# Hen or Roo??



## Sarah10Chickens (Sep 2, 2013)

My bosses chicken seems to think this could be a Roo? She/he is roughly 5 months old. We think could be more or less. Thanks in advance


----------



## minmin1258 (Nov 5, 2013)

I'd say too but I'm no expert!


----------



## Itsacutefuzzball (Mar 16, 2013)

I'd say hen. Just intuition, though.


----------



## kessy09 (Jun 16, 2013)

That's a roo. In the last picture you can see the saddle feathers.


----------



## kessy09 (Jun 16, 2013)

Actually, looking closer, you can see the saddle feathers in all the pictures, not just the last one. That's a little pullet beside him though for sure.


----------



## Sarah10Chickens (Sep 2, 2013)

Oh dear  
Thank you for your help.


----------



## piglett (Jun 21, 2012)

that is a lemon cuckoo rooster
good looking boy too
i have 1 that looks just like him


----------



## kessy09 (Jun 16, 2013)

Is it a cochin? I'm trying to become more familiar with breeds I don't have. I would have guessed orpington but the feathered feet threw me off. I'm trying to use my own brain instead of google.


----------



## Sarah10Chickens (Sep 2, 2013)

He is a lemon mille fleur, a lot lot smaller breed than Orpington. But does look similar. 
Thank you piglet, it's a shame they won't be able to keep him 
He hasn't crowed yet but in last 2 weeks is top of the pecking order & very dominant over the young lemon pullet, so I'm guessing it will come soon.


----------



## kessy09 (Jun 16, 2013)

Sarah10Chickens said:


> He is a lemon mille fleur, a lot lot smaller breed than Orpington. But does look similar. Thank you piglet, it's a shame they won't be able to keep him  He hasn't crowed yet but in last 2 weeks is top of the pecking order & very dominant over the young lemon pullet, so I'm guessing it will come soon.

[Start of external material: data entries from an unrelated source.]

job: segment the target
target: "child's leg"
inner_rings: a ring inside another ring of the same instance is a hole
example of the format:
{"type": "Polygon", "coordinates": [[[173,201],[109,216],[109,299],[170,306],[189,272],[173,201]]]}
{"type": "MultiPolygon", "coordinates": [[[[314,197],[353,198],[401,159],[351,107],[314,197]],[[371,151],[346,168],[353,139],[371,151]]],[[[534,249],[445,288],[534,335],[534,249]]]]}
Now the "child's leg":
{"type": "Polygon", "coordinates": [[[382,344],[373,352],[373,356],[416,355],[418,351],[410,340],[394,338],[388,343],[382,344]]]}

I always thought Mille Fleur was just a color. Like Mille fleur D'uccle or mille fleur Swedish flower hen. Mille Fleur means "a thousand flowers" I think and looks like a deep orange or reddy brown with each feather ending with a black crescent and a silver or white wing tip. Kind of how with a Lavender orpington... Lavender is just the color and orpington is the breed. Unless I'm totally wrong and mille fleur is also a breed. In his case his color is lemon cuckoo (and a very nice one at that, very clear barring) but I'm still not sure of the breed. Bantam breeds always throw me off.


----------



## Sarah10Chickens (Sep 2, 2013)

It's not my chicken, & I dnt have any like that one, that's what I was told it was. But yes would make sense to be a bantam as they small.


----------



## Sarah10Chickens (Sep 2, 2013)

& yes bantam breeds throw me! I dnt know about them at all! X


----------



## piglett (Jun 21, 2012)

i say it's a lemon cuckoo orpington 
because it has lemon baring


----------



## Sarah10Chickens (Sep 2, 2013)

It's much to small to be an Orpington. I have 2 that are same age & are almost treble the size x


----------



## Sarah10Chickens (Sep 2, 2013)

Thinking about it I think she said a pekin ...


----------



## piglett (Jun 21, 2012)

Sarah10Chickens said:


> It's much to small to be an Orpington. I have 2 that are same age & are almost treble the size x


there are also bantam orpingtons

but the feathers on the feet make me think it's a cross


----------



## minmin1258 (Nov 5, 2013)

I just went back and looked at your pics again, I love that gray colored hen in the background. I probably just made a fool of myself because, it's not gray but I don't know Lavender or something like that. But she's beautiful none the less.


----------



## Sarah10Chickens (Sep 2, 2013)

That's Betty! I say the grey one! They are my bosses so I am not too familiar with them. Plus I've only had chickens myself for 3 months. Which all seem to still be pullets! Thankfully!


----------



## minmin1258 (Nov 5, 2013)

Well she is definitely not ugly Betty! Lol. Do you know what breed she is?


----------



## Sarah10Chickens (Sep 2, 2013)

A pekin bantam, Assuming lavender pekin bantam.


----------



## minmin1258 (Nov 5, 2013)

Im jealous! Lol she is beautiful! My girls are coming outta a very hard molt so some are still looking kinda skraggly. By Spring they will be beautifully feathered and not so ugly betty too.


----------



## Sarah10Chickens (Sep 2, 2013)

My 10 are all born this year & my first chickens so I have that to come! My buff oprington look beautiful at the moment but I'm sure will moult heavy soon enough


----------